In [None]:
import collections
import numpy as np
import pickle
import project_tests as tests
import tensorflow as tf
from keras.preprocessing.text import Tokenizer
from keras.preprocessing.sequence import pad_sequences
from keras.models import Model
from keras.layers import GRU, Input, Dense, TimeDistributed, Activation, RepeatVector, Bidirectional
from keras.layers.embeddings import Embedding
from keras.optimizers import Adam
from keras.losses import sparse_categorical_crossentropy

In [None]:
with open('/home/hp/en.pkl', 'rb') as f:
    english_sentences = pickle.load(f)
with open('/home/hp/hi.pkl', 'rb') as f:
    hindi_sentences = pickle.load(f)

In [None]:
for sample_i in range(2):
    print('small_vocab_en Line {}:  {}'.format(sample_i + 1, english_sentences[sample_i]))
    print('small_vocab_fr Line {}:  {}'.format(sample_i + 1, hindi_sentences[sample_i]))

In [None]:
english_words_counter = collections.Counter([word for sentence in english_sentences for word in sentence.split()])
hindi_words_counter = collections.Counter([word for sentence in hindi_sentences for word in sentence.split()])
print('{} English words.'.format(len([word for sentence in english_sentences for word in sentence.split()])))
print('{} unique English words.'.format(len(english_words_counter)))
print('10 Most common words in the English dataset:')
print('"' + '" "'.join(list(zip(*english_words_counter.most_common(10)))[0]) + '"')
print()
print('{} Hindi words.'.format(len([word for sentence in hindi_sentences for word in sentence.split()])))
print('{} unique Hindi words.'.format(len(hindi_words_counter)))
print('10 Most common words in the Hindi dataset:')
print('"' + '" "'.join(list(zip(*hindi_words_counter.most_common(10)))[0]) + '"')

In [None]:
def tokenize(x):
    """
    Tokenize x
    :param x: List of sentences/strings to be tokenized
    :return: Tuple of (tokenized x data, tokenizer used to tokenize x)
    """
    x_tk = Tokenizer()
    x_tk.fit_on_texts(x)
    return x_tk.texts_to_sequences(x), x_tk

In [None]:
def pad(x, length=None):
    """
    Pad x
    :param x: List of sequences.
    :param length: Length to pad the sequence to.  If None, use length of longest sequence in x.
    :return: Padded numpy array of sequences
    """
    # TODO: Implement
    if length is None:
        # Find the length of the longest sequence/sentence
        length = max([len(seq) for seq in x])
    
    return pad_sequences(sequences=x, maxlen=length, padding='post')

In [None]:
def preprocess(x, y):
    """
    Preprocess x and y
    :param x: Feature List of sentences
    :param y: Label List of sentences
    :return: Tuple of (Preprocessed x, Preprocessed y, x tokenizer, y tokenizer)
    """
    preprocess_x, x_tk = tokenize(x)
    preprocess_y, y_tk = tokenize(y)
    preprocess_x = pad(preprocess_x)
    preprocess_y = pad(preprocess_y)
    preprocess_y = preprocess_y.reshape(*preprocess_y.shape, 1)
    return preprocess_x, preprocess_y, x_tk, y_tk

preproc_english_sentences, preproc_hindi_sentences, english_tokenizer, hindi_tokenizer =\
    preprocess(english_sentences, hindi_sentences)
    
max_english_sequence_length = preproc_english_sentences.shape[1]
max_hindi_sequence_length = preproc_hindi_sentences.shape[1]
english_vocab_size = len(english_tokenizer.word_index)
hindi_vocab_size = len(hindi_tokenizer.word_index)

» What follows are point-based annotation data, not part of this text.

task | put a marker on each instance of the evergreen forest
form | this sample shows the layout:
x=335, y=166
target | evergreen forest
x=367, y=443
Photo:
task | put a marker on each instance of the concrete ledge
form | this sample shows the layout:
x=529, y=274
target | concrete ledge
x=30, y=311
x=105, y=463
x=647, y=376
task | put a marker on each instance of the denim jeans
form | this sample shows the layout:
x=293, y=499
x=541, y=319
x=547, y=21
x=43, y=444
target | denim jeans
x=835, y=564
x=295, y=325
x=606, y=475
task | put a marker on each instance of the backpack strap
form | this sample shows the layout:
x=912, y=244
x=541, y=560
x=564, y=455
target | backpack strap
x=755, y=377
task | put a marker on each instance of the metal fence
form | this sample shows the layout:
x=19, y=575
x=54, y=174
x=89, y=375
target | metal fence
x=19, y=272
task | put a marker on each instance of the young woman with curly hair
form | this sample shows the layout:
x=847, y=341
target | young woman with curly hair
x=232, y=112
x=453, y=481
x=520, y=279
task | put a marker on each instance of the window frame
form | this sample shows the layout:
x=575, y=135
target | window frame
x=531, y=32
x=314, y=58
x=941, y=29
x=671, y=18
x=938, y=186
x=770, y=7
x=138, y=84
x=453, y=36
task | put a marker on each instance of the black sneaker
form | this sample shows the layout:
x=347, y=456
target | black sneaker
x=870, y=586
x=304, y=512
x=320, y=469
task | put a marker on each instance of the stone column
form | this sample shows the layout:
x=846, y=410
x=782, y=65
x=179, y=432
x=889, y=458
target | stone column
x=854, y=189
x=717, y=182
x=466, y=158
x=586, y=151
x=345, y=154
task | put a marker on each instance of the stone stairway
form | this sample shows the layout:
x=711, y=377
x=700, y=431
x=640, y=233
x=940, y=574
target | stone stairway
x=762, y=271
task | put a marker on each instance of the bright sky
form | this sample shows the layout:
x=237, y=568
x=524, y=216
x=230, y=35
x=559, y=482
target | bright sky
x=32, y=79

print('Data Preprocessed')
print("Max English sentence length:", max_english_sequence_length)
print("Max Hindi sentence length:", max_hindi_sequence_length)
print("English vocabulary size:", english_vocab_size)
print("Hindi vocabulary size:", hindi_vocab_size)

In [None]:
def logits_to_text(logits, tokenizer):
    """
    Turn logits from a neural network into text using the tokenizer
    :param logits: Logits from a neural network
    :param tokenizer: Keras Tokenizer fit on the labels
    :return: String that represents the text of the logits
    """
    index_to_words = {id: word for word, id in tokenizer.word_index.items()}
    index_to_words[0] = '<PAD>'

    return ' '.join([index_to_words[prediction] for prediction in np.argmax(logits, 1)])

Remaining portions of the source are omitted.